A questo filone teorico è corrisposta un’applicazione pratica i cui progetti sono ricchi “di soglie, di ambiti spaziali,
differenziati gli uni dagli altri, la cui ricchezza e la cui comprensione spinge a pensare a progetti ricchi di articolazioni e di
socialità”. (4)
Gli Smithson, per esempio, arriveranno a scrivere che “l’architettura non offre semplicemente lo sfondo per le relazioni
esistenti, ma le può creare.” (5) È in questa direzione che andranno con l’idea del walk street deck ovvero di un percorso in
quota capace di amplificare i momenti di incontro e relazione nei complessi residenziali.

Le ricadute progettuali delle avanguardie degli anni 60 saranno però ricordati quasi tutte come grandi fallimenti. Ma se i
principi teorici e politici su cui si fondavano sembrano tutt’oggi condivisi e condivisibili, perché allora non sono stati capaci di
introdurre concretamente quel sistema di mutuo scambio che cercavano?

In un’intervista (6), Cristiano Toraldo di Francia, membro fondatore dei Superstudio, affermava che all'epoca del Movimento
Continuo, avevano sentito parlare di Arpanet, la rete militare che ha dato il via a Internet.
Senza dubbio la successiva Supersuperficie ricorda molto ciò che oggi è Internet: una rete che investe l’intero pianeta senza
soluzione di continuità i cui nodi erogano tutto ciò di cui l'uomo può avere bisogno, comprese le informazioni e - nel caso
della Supersuperficie - il cibo.
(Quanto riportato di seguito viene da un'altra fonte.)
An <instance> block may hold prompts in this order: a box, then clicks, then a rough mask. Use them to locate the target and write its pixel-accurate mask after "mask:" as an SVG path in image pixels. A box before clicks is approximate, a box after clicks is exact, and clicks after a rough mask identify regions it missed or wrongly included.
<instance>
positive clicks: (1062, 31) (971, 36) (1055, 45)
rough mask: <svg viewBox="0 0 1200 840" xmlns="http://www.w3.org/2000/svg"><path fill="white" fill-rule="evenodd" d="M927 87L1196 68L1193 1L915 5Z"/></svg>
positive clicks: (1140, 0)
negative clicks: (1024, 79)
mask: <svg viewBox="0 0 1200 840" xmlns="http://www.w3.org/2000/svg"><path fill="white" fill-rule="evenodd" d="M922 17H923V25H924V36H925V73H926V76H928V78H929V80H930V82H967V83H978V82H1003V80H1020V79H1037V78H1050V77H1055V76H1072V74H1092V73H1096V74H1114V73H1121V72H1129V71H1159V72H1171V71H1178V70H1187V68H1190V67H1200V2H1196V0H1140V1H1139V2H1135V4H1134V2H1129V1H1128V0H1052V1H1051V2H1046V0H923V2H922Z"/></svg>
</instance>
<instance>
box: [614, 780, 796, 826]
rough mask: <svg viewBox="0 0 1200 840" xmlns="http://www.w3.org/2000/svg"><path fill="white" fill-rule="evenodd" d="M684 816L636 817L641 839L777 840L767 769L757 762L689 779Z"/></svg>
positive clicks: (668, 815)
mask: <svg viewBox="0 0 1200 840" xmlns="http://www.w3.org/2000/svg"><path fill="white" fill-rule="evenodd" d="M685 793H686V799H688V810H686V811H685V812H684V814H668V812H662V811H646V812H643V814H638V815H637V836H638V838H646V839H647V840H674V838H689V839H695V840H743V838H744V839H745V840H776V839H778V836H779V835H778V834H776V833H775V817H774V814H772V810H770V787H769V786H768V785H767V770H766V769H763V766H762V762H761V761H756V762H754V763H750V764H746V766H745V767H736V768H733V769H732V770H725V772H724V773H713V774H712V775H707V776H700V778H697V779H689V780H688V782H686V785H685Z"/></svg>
Non c'è dubbio che la metafora della Supersuperficie approssima molto bene quell'idea di
società tutta connessa in cui oggi viviamo.

Insomma, tornando alla domanda di cui sopra, le relazioni che stavano cercando negli anni ‘60 sembravano dover viaggiare
nell’etere, non era realizzabili nello spazio fisico e la tecnologia non poteva permetterlo.
Quasi viene da chiedersi come sarebbero proseguite quelle utopie se internet, nella sua forma più attuale, fosse stato diffuso
negli stessi anni. Forse si è trattato dalla prima volta in cui la tecnologia è arrivata in ritardo rispetto alla teoria o questo gap
si è verificato altre volte? E se sì, anche in quelle circostanze i pensatori sono stati costretti a fare utopia?

(1) Internationale situationniste n. 1, G.-E. Debord, Parigi 1958, p.13.


(2) Antonino Saggio, Architettura e Modernità. Dal Bauhaus alla rivoluzione informatica, Carocci, Roma 2010, p. 224.
(3) Carlo Ratti, Architettura Open Source, Einaudi 2014, p. 29.
(4) Saggio, op. cit., p. 225.
(5) Smithson 1982 in Saggio, op. cit., p. 224.
(6) Superstudio, Gabriele Mastrigli, La vita segreta del Monumento Continuo, Quodlibet, Macerata 2015.